Internal-company interest and capacity: These conditions will enable or constrain your collective action engagement options. They speak to the basics of whether your organization can support effective convening and involvement at the desired level of engagement. Low interest (buy-in) among key staff, limited time or financial resources, or a strong organizational culture of independence can substantially inhibit the available engagement options. Answering the following three questions will more specifically profile your internal capability to support the desired level of collective action engagement.
- What level of commitment (time, money, and responsiveness) exists in support of the collective action effort? More engaged forms of collective action—collaborative and integrative—will require high commitments of time, financial resources, and responsiveness. In particular, an organization’s capacity to be responsive to the interests and needs of other participants must be aligned with the collective action engagement selected.

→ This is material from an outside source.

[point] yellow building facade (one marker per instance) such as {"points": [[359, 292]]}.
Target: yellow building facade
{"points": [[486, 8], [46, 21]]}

Collaborative and integrative processes will create and have high participant expectations for responsiveness in the form of joint decision making, the adjustment of individual objectives to accommodate the interests of others, and the establishment of a shared sense of common purpose going forward.
- What is the current quality of the relationships with the parties that are affected by pursuit of the objectives? Effective collective action, particularly the more engaged forms, requires a strong sense of trust among participants, and a willingness to understand other parties’ interests and make compromises when needed. Relationships can range from high trust and cooperation to low trust and hostility, and these conditions will affect at least the starting point for collective action activities.
- What level of experience exists with collective action initiatives? Collective action initiation and management often requires the development of new staff skills and capabilities, along with the refinement of these through experience working with external parties. An organization with limited collective action experience will most likely be ill-prepared to initiate a complex, multi-interest, consensus-oriented collective action, and will run the risk of inadvertently undermining working relationships.